Everyone is exuberant, enthusiastic, happy, like people celebrating victory in a long and terrible war. Or people from whom a great weight has been lifted.

Some -- but only some -- of it is orchestrated by New Labour apparachiks -- entrance to Downing Street is by ticket only, compliments of New Labour. But nobody could generate or artificially concoct this crowd and this mood.

With them, as with vast numbers of people throughout the country, the weight of a hundred years of political tradition of what "labour" meant in politics for so long, outweighed the bleak "New Labour" message Blair spent most the campaign spelling out. They still hold to the image of Labour that Blair and his group have been working so hard to banish from public memory.

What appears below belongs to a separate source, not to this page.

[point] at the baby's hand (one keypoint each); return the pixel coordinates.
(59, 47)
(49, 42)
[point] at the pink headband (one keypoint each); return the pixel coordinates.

All our reports suggest the scenes in and around Downing Street on May 2 were representative of feeling throughout the country. Many "Old Labour" people who have no illusions about Blair share it, though they know they will have to fight him to win free trade unions. People who had long felt in their bones that after four general election victories, the sleazy and vicious Tories simply could not be beaten, feel a correspondingly intense surge of joy and relief now that they have been thoroughly beaten.

The death of the Tory government has given birth to hope, and released much pent up feeling. People want change. They expect change. They expect better from Blair.

They have put their own interpretation on Blair's rhetoric. They have picked up the notes of sincere hostility to the ruling Tories in New Labour speeches and woven them into their own fiercely anti-Tory tune.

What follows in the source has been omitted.